Keller himself was not a terribly interesting character but nonetheless readable. Some things in the story really detracted from the quality of the overall work, the most prominent example being the patronizing explanation that Keller = Killer if you just swap a vowel. His sadness at the pet shop and the zoo, along with the attachment to Nelson the dog were also peculiar. Keller seems to be on track to something normal and dare I say meaningful with the pet and the girlfriend but anticlimatically informs us that he let them slip away as quickly as they arrived. It seems strange that Lawrence Block included them at all. Whereas I could see Keller as a conflicted, possibly even emotional wreck of man - he just remains in the awkward, overly polite stage of friendship with the reader. Whatever moments of feeling and sympathy he tries to garner seem melodramatic and thrown in just to vary the predicatble pattern of call, flight, drive, plan, kill. Overall, Lawrence Block's Hit Man is a quick, mildly entertaining but ultimately forgettable read.

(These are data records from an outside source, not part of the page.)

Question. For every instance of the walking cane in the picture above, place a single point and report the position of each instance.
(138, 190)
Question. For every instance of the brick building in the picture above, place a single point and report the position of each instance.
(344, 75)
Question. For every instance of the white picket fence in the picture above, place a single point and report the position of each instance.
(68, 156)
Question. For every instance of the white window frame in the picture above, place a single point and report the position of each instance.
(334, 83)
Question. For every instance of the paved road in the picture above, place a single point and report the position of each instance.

Rated by buyers 3 out of 5 stars - There's no mystery, no suspense, and no plot - but Hit Man is still entertaining to read
I enjoyed Hit Man despite the fact that it lacks the basic elements that make a novel a novel, notably a major conflict, rising action, a climax... some semblance of a plot. Hit Man reads like a collection of short stories (which is apparently what its original format was) but that isn't a terrible thing. They're pretty entertaining short stories.

Since this is a novel without a plot, one might think it's a character study, but that would be an overstatement. Block doesn't offer much insight into the mind and motivation of the killer named Keller. In fact, Keller doesn't change at all as a result of the events in the novel. He doesn't evolve or develop a new perspective or have an epiphany or anything remotely similar. He's basically the same guy at the end of the novel as he was in the beginning.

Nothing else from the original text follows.